If cores are saved, place around the edges of the crock, pressing down into the cabbage and brine mixture until covered.
Cover cabbage “with a clean, thin white cloth (such as muslin) and tuck the edges down against the inside of the container.”
Place a plate or round board on top of the cloth. Use a plate that fits the container so the cabbage “is not exposed to the air.”
Weight the plate down “so the brine comes to the cover, but not over it.” We used a jar of water.
Place another cloth on top, covering the entire top of the crock, and tie in place. This keeps dirt or insects from getting into the crock as it ferments.
According to Ball, “formation of gas bubbles indicates fermentation is taking place.” A room temperature of 68 to 72 degrees Farenheit is best for fermenting cabbage, says Ball, which usually is completed in five to six weeks.
Once fermentation is complete, Ball says to heat sauerkraut to simmering, without boiling.

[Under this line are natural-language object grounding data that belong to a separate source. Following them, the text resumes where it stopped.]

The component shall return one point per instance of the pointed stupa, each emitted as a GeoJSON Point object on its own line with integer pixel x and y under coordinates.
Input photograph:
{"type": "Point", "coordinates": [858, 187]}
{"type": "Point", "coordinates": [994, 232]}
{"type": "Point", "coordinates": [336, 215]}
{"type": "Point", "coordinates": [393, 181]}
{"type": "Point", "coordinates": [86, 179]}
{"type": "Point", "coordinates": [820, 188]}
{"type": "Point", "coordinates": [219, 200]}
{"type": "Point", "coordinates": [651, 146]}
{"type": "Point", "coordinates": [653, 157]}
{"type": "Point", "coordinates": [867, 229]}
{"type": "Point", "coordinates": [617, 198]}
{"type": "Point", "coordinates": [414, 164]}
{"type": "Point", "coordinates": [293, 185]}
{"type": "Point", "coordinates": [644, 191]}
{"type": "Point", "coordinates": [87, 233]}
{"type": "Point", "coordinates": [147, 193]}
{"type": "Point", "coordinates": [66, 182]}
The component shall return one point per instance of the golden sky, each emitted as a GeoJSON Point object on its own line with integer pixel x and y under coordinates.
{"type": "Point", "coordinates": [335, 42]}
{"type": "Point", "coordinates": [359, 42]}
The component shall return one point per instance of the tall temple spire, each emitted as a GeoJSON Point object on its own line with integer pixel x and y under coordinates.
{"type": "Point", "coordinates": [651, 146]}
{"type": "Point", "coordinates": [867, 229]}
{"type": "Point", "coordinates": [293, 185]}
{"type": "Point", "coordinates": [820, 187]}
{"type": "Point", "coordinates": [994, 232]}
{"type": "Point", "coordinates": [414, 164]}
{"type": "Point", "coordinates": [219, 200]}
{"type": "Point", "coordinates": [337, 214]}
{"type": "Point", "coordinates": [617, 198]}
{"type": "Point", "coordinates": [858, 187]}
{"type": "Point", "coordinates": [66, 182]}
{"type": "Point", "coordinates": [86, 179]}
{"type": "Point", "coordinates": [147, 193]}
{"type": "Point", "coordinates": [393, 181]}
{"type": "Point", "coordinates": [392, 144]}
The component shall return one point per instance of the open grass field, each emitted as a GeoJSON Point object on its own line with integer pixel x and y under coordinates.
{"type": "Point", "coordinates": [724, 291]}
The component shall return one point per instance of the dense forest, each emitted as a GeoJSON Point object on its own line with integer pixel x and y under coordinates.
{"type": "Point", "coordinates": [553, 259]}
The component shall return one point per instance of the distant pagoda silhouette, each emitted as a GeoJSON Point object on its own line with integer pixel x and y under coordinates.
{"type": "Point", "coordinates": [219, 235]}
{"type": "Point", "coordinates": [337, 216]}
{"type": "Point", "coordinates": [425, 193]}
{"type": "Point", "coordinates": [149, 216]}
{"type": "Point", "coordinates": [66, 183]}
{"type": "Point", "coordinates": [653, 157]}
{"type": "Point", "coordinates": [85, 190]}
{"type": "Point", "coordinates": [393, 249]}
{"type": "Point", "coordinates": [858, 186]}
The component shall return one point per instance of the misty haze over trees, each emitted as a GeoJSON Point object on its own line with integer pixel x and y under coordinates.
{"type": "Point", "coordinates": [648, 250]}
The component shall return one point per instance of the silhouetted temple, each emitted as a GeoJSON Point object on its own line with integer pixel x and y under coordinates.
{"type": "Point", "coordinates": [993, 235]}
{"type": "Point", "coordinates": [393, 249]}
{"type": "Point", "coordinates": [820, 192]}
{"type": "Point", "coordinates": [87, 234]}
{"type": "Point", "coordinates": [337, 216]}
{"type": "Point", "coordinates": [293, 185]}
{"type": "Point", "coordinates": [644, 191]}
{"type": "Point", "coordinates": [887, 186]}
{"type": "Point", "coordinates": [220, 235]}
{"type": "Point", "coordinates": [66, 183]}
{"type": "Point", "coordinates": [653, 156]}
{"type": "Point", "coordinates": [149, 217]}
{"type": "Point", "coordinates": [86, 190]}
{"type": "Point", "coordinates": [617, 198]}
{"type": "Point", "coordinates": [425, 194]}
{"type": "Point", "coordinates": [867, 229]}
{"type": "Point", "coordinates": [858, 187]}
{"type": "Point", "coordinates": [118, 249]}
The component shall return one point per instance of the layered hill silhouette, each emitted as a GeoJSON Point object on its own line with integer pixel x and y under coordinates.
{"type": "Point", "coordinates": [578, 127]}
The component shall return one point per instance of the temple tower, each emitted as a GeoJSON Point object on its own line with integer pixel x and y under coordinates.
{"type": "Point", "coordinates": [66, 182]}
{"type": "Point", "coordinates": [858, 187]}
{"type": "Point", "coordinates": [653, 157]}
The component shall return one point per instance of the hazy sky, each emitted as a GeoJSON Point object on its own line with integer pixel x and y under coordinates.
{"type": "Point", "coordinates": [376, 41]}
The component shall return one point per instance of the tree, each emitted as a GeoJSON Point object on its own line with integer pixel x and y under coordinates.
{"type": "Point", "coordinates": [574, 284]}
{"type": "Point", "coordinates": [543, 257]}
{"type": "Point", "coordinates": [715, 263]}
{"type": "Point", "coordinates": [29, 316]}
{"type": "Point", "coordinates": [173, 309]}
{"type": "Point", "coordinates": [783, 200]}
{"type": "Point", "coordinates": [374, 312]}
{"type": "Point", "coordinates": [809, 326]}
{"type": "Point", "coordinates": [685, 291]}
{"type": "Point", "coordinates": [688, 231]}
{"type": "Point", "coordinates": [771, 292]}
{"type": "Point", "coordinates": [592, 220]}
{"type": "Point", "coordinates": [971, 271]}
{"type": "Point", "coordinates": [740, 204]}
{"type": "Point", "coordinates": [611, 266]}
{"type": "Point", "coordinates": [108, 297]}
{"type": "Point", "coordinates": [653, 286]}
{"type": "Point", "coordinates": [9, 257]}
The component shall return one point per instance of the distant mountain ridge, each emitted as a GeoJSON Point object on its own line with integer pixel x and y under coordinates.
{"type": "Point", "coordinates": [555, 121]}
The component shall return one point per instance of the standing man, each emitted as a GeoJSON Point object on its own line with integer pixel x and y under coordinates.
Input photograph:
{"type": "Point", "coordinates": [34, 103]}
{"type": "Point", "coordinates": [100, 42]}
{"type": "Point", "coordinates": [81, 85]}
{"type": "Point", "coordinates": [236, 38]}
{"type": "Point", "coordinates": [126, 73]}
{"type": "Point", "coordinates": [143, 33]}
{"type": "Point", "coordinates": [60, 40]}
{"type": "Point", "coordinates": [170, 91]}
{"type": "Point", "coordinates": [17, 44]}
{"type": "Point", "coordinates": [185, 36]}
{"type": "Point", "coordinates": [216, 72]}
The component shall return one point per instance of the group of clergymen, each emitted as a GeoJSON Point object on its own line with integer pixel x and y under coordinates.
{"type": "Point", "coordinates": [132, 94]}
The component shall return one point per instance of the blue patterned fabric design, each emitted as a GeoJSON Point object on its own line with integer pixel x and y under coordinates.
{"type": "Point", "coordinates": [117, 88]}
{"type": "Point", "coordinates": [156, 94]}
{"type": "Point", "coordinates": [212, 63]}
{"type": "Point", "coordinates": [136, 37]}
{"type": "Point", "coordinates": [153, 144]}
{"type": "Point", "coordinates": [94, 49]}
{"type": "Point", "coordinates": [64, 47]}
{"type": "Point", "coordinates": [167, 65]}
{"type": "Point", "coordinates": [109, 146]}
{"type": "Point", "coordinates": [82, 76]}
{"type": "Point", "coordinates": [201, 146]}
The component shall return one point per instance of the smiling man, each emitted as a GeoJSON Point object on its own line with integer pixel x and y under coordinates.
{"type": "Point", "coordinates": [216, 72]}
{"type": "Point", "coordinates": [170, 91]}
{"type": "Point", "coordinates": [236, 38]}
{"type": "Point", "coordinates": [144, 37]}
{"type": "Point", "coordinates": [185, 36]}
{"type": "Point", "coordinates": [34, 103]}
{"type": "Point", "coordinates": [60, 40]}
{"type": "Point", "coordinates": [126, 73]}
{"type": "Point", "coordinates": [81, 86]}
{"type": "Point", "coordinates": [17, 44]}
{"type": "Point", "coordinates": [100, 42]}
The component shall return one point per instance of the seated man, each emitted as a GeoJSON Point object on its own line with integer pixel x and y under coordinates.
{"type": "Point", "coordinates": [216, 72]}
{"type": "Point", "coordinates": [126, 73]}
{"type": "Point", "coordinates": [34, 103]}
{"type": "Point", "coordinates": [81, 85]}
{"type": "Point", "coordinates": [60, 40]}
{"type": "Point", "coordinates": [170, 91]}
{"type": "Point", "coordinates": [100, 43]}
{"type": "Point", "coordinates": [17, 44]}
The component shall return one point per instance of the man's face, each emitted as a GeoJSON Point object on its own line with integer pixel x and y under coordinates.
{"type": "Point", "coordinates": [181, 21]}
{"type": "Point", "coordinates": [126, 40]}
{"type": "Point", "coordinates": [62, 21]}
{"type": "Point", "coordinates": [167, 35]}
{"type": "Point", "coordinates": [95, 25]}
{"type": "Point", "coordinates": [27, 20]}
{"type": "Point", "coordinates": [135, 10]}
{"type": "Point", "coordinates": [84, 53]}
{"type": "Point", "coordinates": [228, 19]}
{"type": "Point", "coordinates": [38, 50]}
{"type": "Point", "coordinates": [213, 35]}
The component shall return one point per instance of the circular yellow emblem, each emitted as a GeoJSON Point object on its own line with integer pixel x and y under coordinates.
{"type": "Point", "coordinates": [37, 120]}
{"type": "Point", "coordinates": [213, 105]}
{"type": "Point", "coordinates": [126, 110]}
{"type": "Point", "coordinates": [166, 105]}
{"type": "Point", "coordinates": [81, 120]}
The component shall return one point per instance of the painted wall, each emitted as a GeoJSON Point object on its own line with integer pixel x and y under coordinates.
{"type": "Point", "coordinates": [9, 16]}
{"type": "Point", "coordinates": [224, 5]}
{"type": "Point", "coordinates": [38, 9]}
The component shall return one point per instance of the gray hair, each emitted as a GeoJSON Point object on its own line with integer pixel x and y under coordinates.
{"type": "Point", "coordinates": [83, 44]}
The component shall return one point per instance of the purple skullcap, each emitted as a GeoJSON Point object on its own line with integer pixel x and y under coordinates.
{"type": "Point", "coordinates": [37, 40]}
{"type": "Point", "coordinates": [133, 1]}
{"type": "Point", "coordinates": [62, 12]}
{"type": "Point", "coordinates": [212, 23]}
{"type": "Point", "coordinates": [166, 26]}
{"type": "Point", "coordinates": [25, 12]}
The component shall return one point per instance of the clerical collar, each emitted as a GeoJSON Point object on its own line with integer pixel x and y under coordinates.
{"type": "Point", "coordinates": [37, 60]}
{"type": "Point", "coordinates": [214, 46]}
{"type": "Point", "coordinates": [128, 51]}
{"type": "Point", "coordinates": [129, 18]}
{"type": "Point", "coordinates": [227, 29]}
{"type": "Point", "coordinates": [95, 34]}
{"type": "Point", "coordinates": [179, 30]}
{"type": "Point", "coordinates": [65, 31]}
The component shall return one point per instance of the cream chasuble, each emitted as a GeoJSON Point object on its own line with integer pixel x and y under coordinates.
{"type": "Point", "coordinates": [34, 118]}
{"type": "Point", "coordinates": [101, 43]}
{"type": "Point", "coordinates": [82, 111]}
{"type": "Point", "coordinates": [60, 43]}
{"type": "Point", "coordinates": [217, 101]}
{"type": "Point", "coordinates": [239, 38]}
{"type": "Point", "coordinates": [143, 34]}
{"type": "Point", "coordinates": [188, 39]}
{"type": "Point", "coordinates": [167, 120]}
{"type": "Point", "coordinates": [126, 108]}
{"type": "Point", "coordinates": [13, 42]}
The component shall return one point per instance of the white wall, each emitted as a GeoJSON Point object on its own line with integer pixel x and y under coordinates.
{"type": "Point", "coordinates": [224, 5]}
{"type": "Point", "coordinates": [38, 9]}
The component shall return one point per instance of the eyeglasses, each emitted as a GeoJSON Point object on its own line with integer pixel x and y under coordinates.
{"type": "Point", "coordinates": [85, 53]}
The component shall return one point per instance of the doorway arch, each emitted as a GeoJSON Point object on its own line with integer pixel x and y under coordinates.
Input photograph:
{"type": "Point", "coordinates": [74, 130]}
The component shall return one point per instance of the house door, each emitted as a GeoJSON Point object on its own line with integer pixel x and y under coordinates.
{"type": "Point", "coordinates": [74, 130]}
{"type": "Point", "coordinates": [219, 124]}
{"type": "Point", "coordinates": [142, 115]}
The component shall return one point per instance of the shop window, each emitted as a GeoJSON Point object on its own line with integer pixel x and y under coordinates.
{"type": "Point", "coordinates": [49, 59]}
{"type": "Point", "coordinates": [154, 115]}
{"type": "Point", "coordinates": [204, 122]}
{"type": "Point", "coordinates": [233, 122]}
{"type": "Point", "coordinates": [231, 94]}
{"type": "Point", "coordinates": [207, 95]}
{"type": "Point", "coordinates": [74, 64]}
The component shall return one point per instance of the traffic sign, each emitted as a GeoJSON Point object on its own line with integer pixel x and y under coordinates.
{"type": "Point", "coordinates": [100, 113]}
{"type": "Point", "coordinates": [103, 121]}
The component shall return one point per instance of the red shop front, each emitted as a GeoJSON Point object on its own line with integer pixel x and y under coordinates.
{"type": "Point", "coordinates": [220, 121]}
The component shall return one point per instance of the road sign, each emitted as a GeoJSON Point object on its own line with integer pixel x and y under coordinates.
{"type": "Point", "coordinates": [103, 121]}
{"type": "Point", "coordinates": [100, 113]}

Pack hot into hot jars, leaving half an inch head space in the jars. Cover with hot juice, again leaving a half-inch head space. Remove air bubbles. Adjust caps. Process pints for 15 minutes and quarts for 20 minutes in boiling water bath.
Aunt Alice’s preservation method is only slightly different, with jars packed while kraut is cold. Jars of sauerkraut are then placed in the “hot water bath” for the same amount of time as above.
Once complete, your cabbage is preserved and sauerkraut can be used in a variety ways. Our favorite is in a skillet with browned Polish sausage. Sauerkraut salad is another way to have fresh coleslaw in the winter without a trip to the grocery store. Reuben sandwiches or the Reuben loaf shown below are more tasty ways to use sauerkrat.
Sauerkraut salad
2 cups kraut (1 pound can)
1/2 cup sugar
1/2 cup thinly sliced celery
1/2 cup thin strips green pepper
1/2 cup shredded carrots
1/4 cup chopped onion
Mix sugar and sauerkraut and let stand half an hour. Add remaining ingredients. Cover tightly and chill at least 12 hours before serving. Will keep a week in refrigerator.
Reuben Loaf
3 1/4 cups flour - save 1 cup to knead in
1 tbs. sugar
1 tsp. salt
1 pkg. quick rise yeast
1 cup hot water
1 tsp. soft margarine
1 egg separated
1/4 cup 1,000 Island dressing
7 oz. corn beef
1 cup sauerkraut
6 oz. Swiss cheese
1 tbs. cold water
Mix 2 1/4 cup of flour, sugar, salt, yeast, hot water, margarine and egg yolk. Knead in remaining flour. Let rest a few minutes. Roll into 10 x 15-inch rectangle. Put 1,000 Island dressing down center. Layer corn beef, kraut and cheese. Cut sides into 1-inch strips. Weave over filling. Brush with cold water mixed with egg white. Let rise in warm place. Bake 15 minutes at 400. Brush again with egg white mixture and finish baking until golden brown.
Whole-kernel corn can be preserved in the same way, using brine in a crock. When packing corn, however, don’t press, just brine in crock to can later. To eat canned corn, rinse salt water off.